Wednesday, 31 May 2017

The Election Diaries: Day 43: Tuesday 30th May 2017: Monsters Raving


Tuesday 30th May 2017
Day 43

Why. Why, why, why.

After you've seen your would-be Home Secretary get crucified, with that stupid LBC interview being played over and over again of her forgetting her numbers, wouldn't you at least check the things before you went on air?

Seriously, wouldn't you have half a clue?

My father sums it up when he comes in from playing football, I ask him if he's OK, and he launches into "Hmm, well, I'm not sure, let me just-I will be able to tell you in a moment, at the moment I cannot quite lay my hands on that answer-"

And, of course, the Corbynistas start sending Emma Barnett, the journalist who found herself with a guy who had so little clue about his own policy I'd be better off asking one of the cashiers at Waitrose about skydiving, a whole bunch of abuse for having the nerve to do her job, because how dare anyone criticise Lord Jesus of Corbyn? The best tweet has to be this one:

It's tough to choose, but I think the ***BREAKING NEWS*** bit is my favourite. I don't know whether to hope these guys genuinely saw it as some sort of Watergate or not.

Meanwhile, I'm trying to figure out how to get out there campaigning, and with a lot of messaging one of my friends, we manage to figure out a way. That's a problem with having AS that another 20-year-old campaigner probably wouldn't face-the dyspraxia leaves my spatial awareness off but my anxiety means that I have to prepare for things in advance.

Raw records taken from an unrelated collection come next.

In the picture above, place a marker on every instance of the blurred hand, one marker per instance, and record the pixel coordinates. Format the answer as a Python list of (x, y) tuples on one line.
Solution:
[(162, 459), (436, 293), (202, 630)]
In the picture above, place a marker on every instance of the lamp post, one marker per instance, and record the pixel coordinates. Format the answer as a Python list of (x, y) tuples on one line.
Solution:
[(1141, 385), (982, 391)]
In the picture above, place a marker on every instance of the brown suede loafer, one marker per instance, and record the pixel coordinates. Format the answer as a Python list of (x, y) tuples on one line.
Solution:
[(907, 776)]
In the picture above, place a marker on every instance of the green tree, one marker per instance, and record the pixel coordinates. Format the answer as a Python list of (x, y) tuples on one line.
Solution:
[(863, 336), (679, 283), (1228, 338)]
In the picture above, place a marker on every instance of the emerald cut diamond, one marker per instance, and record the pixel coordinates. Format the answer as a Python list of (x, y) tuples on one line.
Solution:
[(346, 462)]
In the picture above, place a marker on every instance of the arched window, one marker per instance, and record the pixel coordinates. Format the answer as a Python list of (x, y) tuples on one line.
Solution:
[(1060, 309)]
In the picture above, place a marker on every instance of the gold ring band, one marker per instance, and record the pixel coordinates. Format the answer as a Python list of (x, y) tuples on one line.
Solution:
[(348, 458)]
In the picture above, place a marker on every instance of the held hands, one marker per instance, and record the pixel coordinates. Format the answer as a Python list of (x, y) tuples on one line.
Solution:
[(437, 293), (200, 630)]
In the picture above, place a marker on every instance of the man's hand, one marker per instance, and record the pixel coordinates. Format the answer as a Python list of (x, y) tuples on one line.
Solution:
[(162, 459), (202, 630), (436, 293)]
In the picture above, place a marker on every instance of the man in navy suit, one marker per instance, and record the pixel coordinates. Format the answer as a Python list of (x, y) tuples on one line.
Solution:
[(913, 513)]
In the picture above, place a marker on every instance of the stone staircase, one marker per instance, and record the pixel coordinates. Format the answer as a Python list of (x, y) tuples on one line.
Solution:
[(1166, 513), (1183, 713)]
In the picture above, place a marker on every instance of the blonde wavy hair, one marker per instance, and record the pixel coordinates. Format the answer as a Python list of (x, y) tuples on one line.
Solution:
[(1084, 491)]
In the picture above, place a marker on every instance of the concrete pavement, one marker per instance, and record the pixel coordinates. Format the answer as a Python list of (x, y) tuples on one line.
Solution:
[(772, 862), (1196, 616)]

I can't just hop on a bus.

Of course, then we have the battle of the polls in the evening, and if I was a pollster, I'd really be thinking about junking the whole thing in after the last two years, because the latest genius result has one showing a hung parliament and another having the Tories winning a 100-seat majority, at least. I'm starting to wonder if some people just get annoyed permanently snatching the phone up to hear someone chirp "Can I just ask who you're voting for?" and so shove out any old name just to get them to leave them alone. Personally, I'd be tempted to tell them the Monster Raving Loony Party and dare them to question the choice.